Be more explicit in instructions. Add borderline examples: "Email from newsletter X = noise, even though it has a client name in it." The agent will follow specific examples over general rules.
"It's missing obvious urgent emails"
Explicitly whitelist escalation triggers: specific words, specific sender domains, specific time windows. Don't assume the agent shares your urgency intuition.
"It's taking actions I didn't authorize"
This shouldn't happen with read + draft permissions. If it does, immediately revoke access and contact platform support — it's a real bug. In practice: don't grant send permissions for at least 30 days of watching drafts.
Stepping up from here
Once your first agent is running smoothly, the natural progressions are:
- More agents. Calendar prep, meeting summary, weekly client report. Lindy makes each one a copy of your first agent with different instructions.
- Chaining. Output of agent A triggers agent B. Example: agent A extracts meeting notes, agent B drafts follow-up emails.
- Platform upgrade. If you hit Lindy's free tier ceiling, move to $49/month Pro or switch to self-hosted n8n for unlimited runs at $5-20/month VPS.

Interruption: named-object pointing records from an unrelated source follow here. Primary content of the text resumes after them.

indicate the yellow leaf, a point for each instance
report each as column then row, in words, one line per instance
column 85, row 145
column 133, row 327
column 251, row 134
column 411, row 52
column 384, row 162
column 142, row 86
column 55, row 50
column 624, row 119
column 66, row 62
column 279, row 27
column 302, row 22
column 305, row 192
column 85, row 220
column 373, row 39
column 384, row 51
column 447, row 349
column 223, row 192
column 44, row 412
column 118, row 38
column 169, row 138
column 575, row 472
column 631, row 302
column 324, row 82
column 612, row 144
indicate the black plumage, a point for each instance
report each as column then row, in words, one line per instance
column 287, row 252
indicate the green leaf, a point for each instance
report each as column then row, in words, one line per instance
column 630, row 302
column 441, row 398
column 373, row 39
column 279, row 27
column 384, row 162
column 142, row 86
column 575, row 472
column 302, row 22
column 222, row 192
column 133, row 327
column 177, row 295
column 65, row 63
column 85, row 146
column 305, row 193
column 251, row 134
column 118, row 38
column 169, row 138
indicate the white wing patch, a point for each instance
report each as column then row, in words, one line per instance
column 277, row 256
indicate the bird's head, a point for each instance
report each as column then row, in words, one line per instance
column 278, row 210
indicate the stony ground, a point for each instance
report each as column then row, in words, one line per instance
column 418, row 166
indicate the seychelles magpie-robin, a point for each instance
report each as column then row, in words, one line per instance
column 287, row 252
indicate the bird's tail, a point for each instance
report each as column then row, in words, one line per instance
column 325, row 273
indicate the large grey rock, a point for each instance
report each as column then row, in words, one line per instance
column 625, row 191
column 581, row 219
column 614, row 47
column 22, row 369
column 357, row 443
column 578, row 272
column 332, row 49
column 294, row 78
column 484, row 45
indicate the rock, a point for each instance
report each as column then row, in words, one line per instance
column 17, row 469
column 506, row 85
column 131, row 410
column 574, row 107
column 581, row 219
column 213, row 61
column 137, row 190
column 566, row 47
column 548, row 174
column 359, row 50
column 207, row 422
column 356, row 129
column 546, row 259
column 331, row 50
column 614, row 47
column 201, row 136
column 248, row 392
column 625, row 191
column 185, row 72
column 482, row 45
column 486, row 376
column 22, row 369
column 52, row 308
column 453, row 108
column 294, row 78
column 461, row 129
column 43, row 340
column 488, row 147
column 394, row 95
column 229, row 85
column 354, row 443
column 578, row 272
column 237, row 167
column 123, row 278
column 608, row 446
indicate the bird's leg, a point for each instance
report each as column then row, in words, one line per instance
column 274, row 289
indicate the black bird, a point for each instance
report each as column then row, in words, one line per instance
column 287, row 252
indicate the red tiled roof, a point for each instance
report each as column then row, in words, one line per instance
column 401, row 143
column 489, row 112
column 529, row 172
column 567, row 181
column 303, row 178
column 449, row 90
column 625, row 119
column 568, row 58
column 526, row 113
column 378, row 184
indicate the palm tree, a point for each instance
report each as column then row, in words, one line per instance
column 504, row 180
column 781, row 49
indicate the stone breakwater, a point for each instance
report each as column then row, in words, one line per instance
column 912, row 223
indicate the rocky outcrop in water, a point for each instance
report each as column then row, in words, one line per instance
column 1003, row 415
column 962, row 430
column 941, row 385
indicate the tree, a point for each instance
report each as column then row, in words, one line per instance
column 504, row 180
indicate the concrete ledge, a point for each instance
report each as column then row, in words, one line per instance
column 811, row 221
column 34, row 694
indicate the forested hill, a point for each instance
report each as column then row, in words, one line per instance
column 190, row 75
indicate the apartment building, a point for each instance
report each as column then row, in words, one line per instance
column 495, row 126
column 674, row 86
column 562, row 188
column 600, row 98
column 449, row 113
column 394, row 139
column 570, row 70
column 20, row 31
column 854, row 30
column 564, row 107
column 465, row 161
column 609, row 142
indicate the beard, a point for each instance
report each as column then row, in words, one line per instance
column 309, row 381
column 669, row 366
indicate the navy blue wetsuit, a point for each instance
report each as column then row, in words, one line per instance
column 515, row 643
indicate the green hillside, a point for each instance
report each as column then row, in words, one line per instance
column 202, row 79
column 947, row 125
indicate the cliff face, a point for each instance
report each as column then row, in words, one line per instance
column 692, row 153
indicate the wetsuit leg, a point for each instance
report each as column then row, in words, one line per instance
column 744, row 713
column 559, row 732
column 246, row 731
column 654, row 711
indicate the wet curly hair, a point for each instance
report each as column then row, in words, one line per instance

Is no-code the right path for you?
No-code agent builders are the fastest path from idea to working agent. Their limits: complex multi-step logic, tight integration with systems that don't have pre-built connectors, cost at high volume.
If you're a solo operator with 5-50 agent tasks per week and don't write code — absolutely start no-code. You'll be productive within an hour.
If you write code and expect to run serious volume (5,000+ operations/month) — skip no-code and go straight to n8n self-hosted + Claude API, or custom builds. The learning curve is longer but the long-term cost and flexibility are better.